Subban also made news another way last week in an interview when he said he “hoped I remain a Predator.” That was an acknowledgement that Subban has heard some of the rumors regarding the possibility of the Predators trading one of their top four defensmen for another scoring forward and center, and an acknowledgement that he’s certainly the most marketable and visible of that group. Subban had another excellent season last year, with 59 points on 43 assists and 16 goals. That marks his fifth straight season with at least 40 points and his fourth in five years with at least 50.
Add to that he’s among the team’s most popular players, one who makes lots of philanthropic and charity appearances and is their flashiest and most charismatic on the ice. Subban also tends to draw most of the ire from opposing fans and teams, some of it racially based, but more of it due to his being among the most bombastic and dynamic in a sport that puts far less emphasis on individuality than basketball or even football and baseball.
NBC commentator Mike Milbury is one of those who’ve publicly criticized Subban for many things from his warm-up routine, which includes both celebratory dancing and loud music, to his on-ice celebrations after he scores goals. Subban’s also been in the news most lately for a rumored romance with Olympian (and former Tiger Woods girl friend) Lindsay Vonn. The two have been photographed together at a variety of events, but Subban hasn’t spoken much about whether they indeed having a relationship.
But more importantly in regards to the Predators, Subban has been a key figure ever since GM David Poile made the controversial decision to trade then captain and reigning star Shea Weber for Subban two seasons ago. Since coming to Montreal, Weber has been erratic and injured, and the Canadians haven’t made the playoffs either season.
By contrast, in Subban’s first season with Nashville the Predators reached the Stanley Cup Final. Everyone was extremely disappointed at how poorly the Predators played against the Winnipeg Jets in the second round, but Subban did everything he could to prevent the disaster. He logged more ice time than any other defensman, playing on both the power play and penalty killing units, and scored at least two goals in key situations to either put the Predators ahead or get them back into games.

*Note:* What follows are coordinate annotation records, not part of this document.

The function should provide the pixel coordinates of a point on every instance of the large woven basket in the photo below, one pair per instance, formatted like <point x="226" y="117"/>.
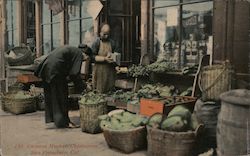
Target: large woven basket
<point x="89" y="116"/>
<point x="165" y="143"/>
<point x="126" y="141"/>
<point x="18" y="106"/>
<point x="214" y="80"/>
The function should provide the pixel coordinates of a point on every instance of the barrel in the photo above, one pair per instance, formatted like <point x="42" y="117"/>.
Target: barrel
<point x="166" y="143"/>
<point x="207" y="113"/>
<point x="233" y="128"/>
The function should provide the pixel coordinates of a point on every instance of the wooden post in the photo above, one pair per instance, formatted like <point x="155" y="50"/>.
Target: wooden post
<point x="144" y="31"/>
<point x="38" y="28"/>
<point x="2" y="45"/>
<point x="63" y="27"/>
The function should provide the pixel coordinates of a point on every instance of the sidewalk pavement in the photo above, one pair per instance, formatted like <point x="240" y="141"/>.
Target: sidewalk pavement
<point x="26" y="135"/>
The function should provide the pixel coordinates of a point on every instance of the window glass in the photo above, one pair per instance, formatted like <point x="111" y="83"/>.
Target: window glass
<point x="47" y="38"/>
<point x="85" y="13"/>
<point x="46" y="13"/>
<point x="74" y="9"/>
<point x="120" y="6"/>
<point x="159" y="3"/>
<point x="74" y="32"/>
<point x="166" y="33"/>
<point x="88" y="31"/>
<point x="197" y="29"/>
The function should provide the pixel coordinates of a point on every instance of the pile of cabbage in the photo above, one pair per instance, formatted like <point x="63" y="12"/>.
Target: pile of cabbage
<point x="21" y="95"/>
<point x="179" y="119"/>
<point x="138" y="71"/>
<point x="123" y="96"/>
<point x="122" y="121"/>
<point x="92" y="98"/>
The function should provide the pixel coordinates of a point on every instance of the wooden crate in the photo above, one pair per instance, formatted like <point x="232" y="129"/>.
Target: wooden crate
<point x="149" y="107"/>
<point x="28" y="78"/>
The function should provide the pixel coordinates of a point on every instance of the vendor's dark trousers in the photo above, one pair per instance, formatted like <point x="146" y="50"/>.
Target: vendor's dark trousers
<point x="56" y="98"/>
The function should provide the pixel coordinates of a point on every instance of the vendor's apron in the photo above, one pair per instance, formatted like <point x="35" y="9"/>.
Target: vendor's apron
<point x="104" y="73"/>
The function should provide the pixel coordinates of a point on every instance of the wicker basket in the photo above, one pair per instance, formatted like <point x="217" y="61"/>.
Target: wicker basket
<point x="214" y="80"/>
<point x="89" y="116"/>
<point x="18" y="106"/>
<point x="126" y="141"/>
<point x="165" y="143"/>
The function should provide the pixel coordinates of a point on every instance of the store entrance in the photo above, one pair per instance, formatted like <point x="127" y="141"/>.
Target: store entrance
<point x="124" y="19"/>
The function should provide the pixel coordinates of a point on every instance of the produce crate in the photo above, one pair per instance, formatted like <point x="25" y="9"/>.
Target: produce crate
<point x="126" y="141"/>
<point x="149" y="107"/>
<point x="124" y="84"/>
<point x="27" y="78"/>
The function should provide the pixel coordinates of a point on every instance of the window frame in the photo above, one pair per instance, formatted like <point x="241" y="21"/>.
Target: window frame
<point x="80" y="19"/>
<point x="180" y="29"/>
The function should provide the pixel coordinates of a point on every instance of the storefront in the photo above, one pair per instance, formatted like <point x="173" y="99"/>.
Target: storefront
<point x="184" y="30"/>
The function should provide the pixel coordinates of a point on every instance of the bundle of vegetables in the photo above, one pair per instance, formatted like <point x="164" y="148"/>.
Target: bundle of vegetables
<point x="92" y="98"/>
<point x="161" y="67"/>
<point x="124" y="96"/>
<point x="168" y="91"/>
<point x="22" y="95"/>
<point x="138" y="71"/>
<point x="122" y="121"/>
<point x="157" y="90"/>
<point x="179" y="119"/>
<point x="148" y="91"/>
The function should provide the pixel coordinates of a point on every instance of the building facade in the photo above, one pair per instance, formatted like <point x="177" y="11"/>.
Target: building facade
<point x="182" y="29"/>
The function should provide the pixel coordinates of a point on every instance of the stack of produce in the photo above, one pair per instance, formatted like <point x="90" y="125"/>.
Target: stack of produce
<point x="179" y="119"/>
<point x="21" y="95"/>
<point x="123" y="96"/>
<point x="138" y="71"/>
<point x="92" y="105"/>
<point x="122" y="121"/>
<point x="92" y="98"/>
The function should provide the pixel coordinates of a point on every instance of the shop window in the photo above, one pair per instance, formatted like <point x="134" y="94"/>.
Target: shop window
<point x="12" y="35"/>
<point x="124" y="19"/>
<point x="50" y="29"/>
<point x="161" y="3"/>
<point x="182" y="31"/>
<point x="80" y="23"/>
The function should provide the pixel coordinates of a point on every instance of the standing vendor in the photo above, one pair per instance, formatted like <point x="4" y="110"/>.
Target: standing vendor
<point x="105" y="68"/>
<point x="61" y="63"/>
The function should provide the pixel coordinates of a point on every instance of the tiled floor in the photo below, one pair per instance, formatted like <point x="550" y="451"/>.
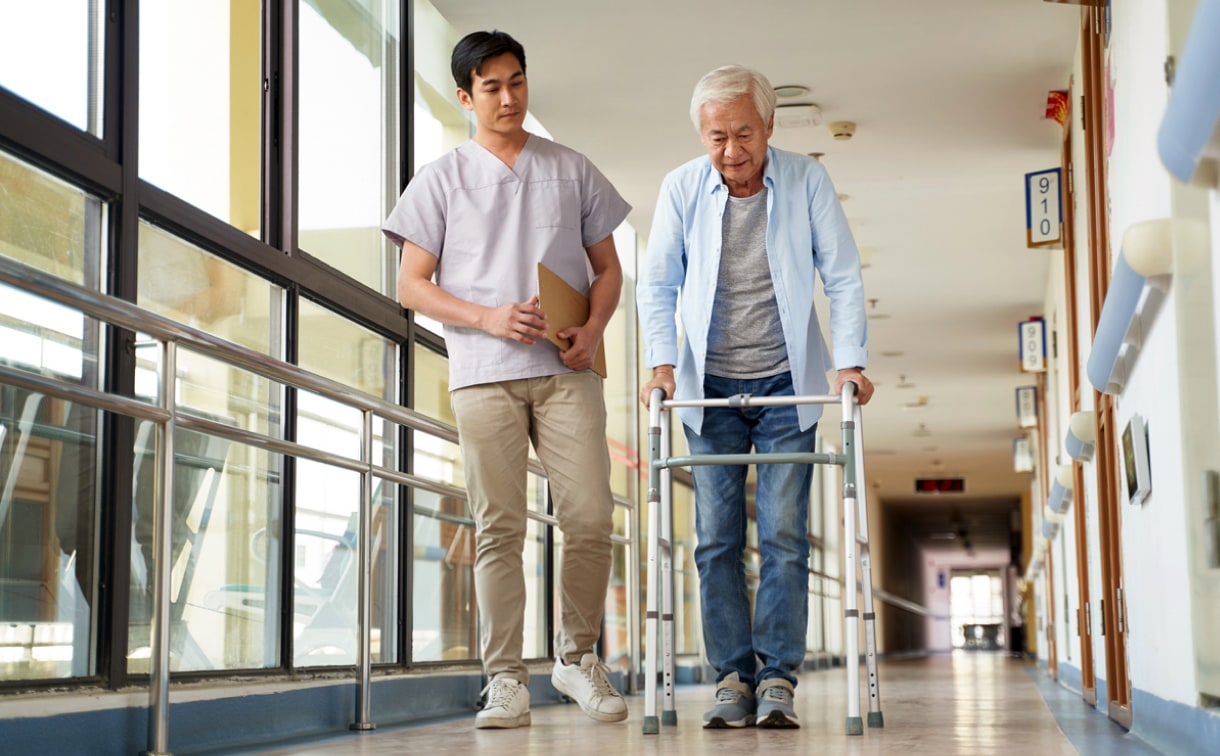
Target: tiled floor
<point x="953" y="704"/>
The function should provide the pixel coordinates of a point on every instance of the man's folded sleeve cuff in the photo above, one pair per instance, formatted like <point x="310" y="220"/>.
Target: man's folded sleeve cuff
<point x="660" y="355"/>
<point x="848" y="357"/>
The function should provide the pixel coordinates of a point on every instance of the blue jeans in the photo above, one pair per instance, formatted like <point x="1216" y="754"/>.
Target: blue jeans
<point x="777" y="637"/>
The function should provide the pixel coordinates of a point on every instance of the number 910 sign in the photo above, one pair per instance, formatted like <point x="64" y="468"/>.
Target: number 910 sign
<point x="1043" y="210"/>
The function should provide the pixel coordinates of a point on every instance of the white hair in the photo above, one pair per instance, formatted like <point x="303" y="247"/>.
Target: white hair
<point x="726" y="85"/>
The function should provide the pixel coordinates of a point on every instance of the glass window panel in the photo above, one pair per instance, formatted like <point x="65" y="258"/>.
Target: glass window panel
<point x="326" y="565"/>
<point x="688" y="624"/>
<point x="48" y="535"/>
<point x="184" y="283"/>
<point x="444" y="612"/>
<point x="225" y="554"/>
<point x="50" y="54"/>
<point x="621" y="392"/>
<point x="212" y="389"/>
<point x="48" y="223"/>
<point x="434" y="457"/>
<point x="348" y="135"/>
<point x="336" y="348"/>
<point x="200" y="105"/>
<point x="537" y="633"/>
<point x="615" y="638"/>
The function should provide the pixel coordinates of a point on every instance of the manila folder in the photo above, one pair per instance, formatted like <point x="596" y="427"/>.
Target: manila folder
<point x="565" y="307"/>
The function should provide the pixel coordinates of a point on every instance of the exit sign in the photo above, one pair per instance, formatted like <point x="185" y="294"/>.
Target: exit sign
<point x="940" y="485"/>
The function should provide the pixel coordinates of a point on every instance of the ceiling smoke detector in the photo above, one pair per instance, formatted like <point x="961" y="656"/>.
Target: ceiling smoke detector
<point x="842" y="129"/>
<point x="797" y="115"/>
<point x="791" y="90"/>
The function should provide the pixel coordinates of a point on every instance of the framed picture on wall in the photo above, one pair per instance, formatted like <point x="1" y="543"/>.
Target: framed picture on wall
<point x="1135" y="460"/>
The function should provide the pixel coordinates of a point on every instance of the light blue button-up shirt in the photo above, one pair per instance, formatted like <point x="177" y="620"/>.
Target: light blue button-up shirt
<point x="807" y="231"/>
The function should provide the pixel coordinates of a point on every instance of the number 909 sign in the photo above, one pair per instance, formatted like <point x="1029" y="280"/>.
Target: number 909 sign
<point x="1043" y="210"/>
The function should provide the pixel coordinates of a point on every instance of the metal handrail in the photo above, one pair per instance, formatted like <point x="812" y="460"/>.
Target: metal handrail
<point x="172" y="335"/>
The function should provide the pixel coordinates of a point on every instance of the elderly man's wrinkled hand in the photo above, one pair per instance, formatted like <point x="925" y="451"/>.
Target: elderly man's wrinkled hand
<point x="864" y="387"/>
<point x="663" y="378"/>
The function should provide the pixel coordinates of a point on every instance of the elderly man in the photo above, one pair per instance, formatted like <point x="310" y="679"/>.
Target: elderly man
<point x="739" y="234"/>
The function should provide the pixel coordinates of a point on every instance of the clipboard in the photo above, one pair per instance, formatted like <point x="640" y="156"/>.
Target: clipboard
<point x="565" y="307"/>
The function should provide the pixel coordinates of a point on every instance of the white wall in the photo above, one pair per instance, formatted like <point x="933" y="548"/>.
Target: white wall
<point x="1154" y="559"/>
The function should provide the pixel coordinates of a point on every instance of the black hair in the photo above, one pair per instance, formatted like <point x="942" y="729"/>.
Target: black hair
<point x="478" y="46"/>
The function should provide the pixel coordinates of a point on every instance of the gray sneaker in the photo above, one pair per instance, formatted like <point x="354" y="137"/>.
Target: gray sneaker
<point x="735" y="705"/>
<point x="775" y="704"/>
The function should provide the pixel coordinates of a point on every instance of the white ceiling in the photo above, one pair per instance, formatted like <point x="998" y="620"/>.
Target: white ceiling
<point x="948" y="96"/>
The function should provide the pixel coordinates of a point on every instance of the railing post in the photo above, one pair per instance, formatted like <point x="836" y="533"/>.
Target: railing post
<point x="365" y="551"/>
<point x="162" y="544"/>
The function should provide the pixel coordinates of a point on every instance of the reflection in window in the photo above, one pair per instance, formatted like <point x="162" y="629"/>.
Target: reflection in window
<point x="348" y="123"/>
<point x="48" y="446"/>
<point x="537" y="641"/>
<point x="51" y="55"/>
<point x="48" y="510"/>
<point x="184" y="283"/>
<point x="443" y="611"/>
<point x="200" y="100"/>
<point x="225" y="554"/>
<point x="328" y="499"/>
<point x="48" y="223"/>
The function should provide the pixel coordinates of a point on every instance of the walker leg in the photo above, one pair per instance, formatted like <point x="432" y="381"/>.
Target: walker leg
<point x="850" y="615"/>
<point x="652" y="724"/>
<point x="669" y="713"/>
<point x="870" y="635"/>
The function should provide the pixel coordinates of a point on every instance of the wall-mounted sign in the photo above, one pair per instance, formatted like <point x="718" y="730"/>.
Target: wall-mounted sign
<point x="940" y="485"/>
<point x="1026" y="406"/>
<point x="1043" y="209"/>
<point x="1022" y="455"/>
<point x="1033" y="345"/>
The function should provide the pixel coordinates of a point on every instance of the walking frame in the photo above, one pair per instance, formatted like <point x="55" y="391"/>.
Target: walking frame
<point x="660" y="542"/>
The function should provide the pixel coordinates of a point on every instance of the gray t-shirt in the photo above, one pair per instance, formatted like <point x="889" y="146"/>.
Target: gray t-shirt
<point x="489" y="226"/>
<point x="746" y="338"/>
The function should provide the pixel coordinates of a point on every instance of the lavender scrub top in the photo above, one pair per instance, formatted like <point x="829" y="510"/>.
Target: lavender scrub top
<point x="489" y="226"/>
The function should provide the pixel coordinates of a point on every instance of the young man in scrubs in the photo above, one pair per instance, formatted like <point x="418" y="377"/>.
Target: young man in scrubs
<point x="473" y="227"/>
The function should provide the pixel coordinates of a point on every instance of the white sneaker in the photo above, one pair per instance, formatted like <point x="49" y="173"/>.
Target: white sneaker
<point x="508" y="705"/>
<point x="587" y="684"/>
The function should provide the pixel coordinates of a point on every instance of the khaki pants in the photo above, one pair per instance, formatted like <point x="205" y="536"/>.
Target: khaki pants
<point x="564" y="417"/>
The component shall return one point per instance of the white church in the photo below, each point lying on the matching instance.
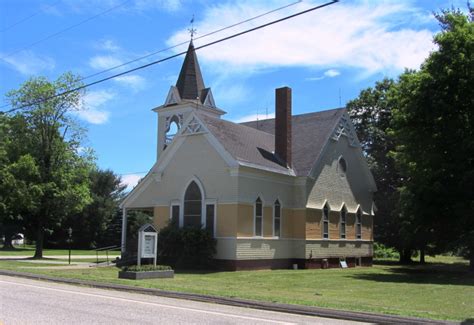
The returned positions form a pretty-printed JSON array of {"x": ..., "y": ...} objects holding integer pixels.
[{"x": 295, "y": 189}]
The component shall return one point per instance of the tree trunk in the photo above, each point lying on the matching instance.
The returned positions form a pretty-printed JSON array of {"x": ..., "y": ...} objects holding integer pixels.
[
  {"x": 405, "y": 256},
  {"x": 39, "y": 243},
  {"x": 422, "y": 256}
]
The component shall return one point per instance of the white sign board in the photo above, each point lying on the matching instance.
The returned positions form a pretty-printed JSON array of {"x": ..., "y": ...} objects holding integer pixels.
[{"x": 147, "y": 243}]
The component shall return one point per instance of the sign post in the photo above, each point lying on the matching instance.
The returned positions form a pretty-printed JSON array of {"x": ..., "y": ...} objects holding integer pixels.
[{"x": 147, "y": 243}]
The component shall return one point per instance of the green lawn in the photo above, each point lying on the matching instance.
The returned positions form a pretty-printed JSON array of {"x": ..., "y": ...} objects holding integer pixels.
[
  {"x": 436, "y": 290},
  {"x": 30, "y": 251}
]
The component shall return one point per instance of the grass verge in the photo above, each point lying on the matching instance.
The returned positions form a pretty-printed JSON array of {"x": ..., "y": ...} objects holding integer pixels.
[{"x": 437, "y": 290}]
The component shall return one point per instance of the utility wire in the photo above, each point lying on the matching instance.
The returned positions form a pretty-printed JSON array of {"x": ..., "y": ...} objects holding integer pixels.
[
  {"x": 65, "y": 30},
  {"x": 27, "y": 18},
  {"x": 176, "y": 55},
  {"x": 196, "y": 38}
]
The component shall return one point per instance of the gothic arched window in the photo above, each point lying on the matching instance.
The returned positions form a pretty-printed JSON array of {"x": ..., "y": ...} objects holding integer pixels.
[{"x": 192, "y": 206}]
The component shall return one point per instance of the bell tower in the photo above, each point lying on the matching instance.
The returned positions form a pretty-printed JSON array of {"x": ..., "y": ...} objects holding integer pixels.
[{"x": 187, "y": 95}]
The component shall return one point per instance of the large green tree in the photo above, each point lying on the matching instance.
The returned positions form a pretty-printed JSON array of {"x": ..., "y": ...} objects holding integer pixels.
[
  {"x": 50, "y": 141},
  {"x": 433, "y": 126}
]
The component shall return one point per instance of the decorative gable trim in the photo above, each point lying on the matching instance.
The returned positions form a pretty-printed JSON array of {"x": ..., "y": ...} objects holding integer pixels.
[
  {"x": 173, "y": 96},
  {"x": 193, "y": 126},
  {"x": 345, "y": 128},
  {"x": 209, "y": 100}
]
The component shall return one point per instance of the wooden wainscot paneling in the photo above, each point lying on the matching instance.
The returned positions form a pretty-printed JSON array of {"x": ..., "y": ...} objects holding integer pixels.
[
  {"x": 161, "y": 216},
  {"x": 334, "y": 224},
  {"x": 226, "y": 225},
  {"x": 350, "y": 226},
  {"x": 268, "y": 222},
  {"x": 313, "y": 223},
  {"x": 245, "y": 220},
  {"x": 366, "y": 227}
]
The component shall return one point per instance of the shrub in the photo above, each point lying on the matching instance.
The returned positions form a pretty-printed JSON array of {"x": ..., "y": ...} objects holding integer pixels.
[
  {"x": 189, "y": 248},
  {"x": 381, "y": 251},
  {"x": 146, "y": 268}
]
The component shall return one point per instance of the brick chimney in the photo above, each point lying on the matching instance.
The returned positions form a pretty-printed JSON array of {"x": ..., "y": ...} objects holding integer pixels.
[{"x": 283, "y": 125}]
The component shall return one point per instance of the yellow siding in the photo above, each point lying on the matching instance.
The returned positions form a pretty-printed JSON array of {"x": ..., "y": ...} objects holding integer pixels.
[
  {"x": 226, "y": 225},
  {"x": 161, "y": 216},
  {"x": 245, "y": 220},
  {"x": 267, "y": 222}
]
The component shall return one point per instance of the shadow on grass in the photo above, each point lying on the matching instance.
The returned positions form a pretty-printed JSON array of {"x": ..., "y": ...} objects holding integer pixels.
[{"x": 433, "y": 273}]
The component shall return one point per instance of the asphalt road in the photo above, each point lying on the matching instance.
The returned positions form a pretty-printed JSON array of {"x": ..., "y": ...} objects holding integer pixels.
[{"x": 24, "y": 301}]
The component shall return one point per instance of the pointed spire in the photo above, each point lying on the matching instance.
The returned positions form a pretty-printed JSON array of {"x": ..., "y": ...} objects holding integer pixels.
[{"x": 190, "y": 82}]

Hockey has relatively few Black players, and even fewer actual stars. Subban is clearly the top Black figure in the league, but he has always avoided doing much talk on racial issues. For one he’s said quite often that as a Canadian he’s no expert on American racial issues. Secondly, while admitting there have been some situations and issues over his time with both Montreal and Nashville, he says that there’s been very few times he’s ever faced any kind of direct racist language or treatment.
Whether that’s true or not only Subban knows for sure, but this much is absolutely true. He’s one of the cornerstones of the Predators, and any trade that they make involving him had better at minimum be a blockbuster or the howls of protest will be even louder than they were when Poile traded Seth Jones, whom everyone knew was a budding star, for Ryan Johansen. That’s worked out because the Predators needed a center and they had a surplus of top defensmen. Still, it’s not something that a team wants or needs to get in the habit of doing, trading top stars, and in Subban’s case also enormously popular figures.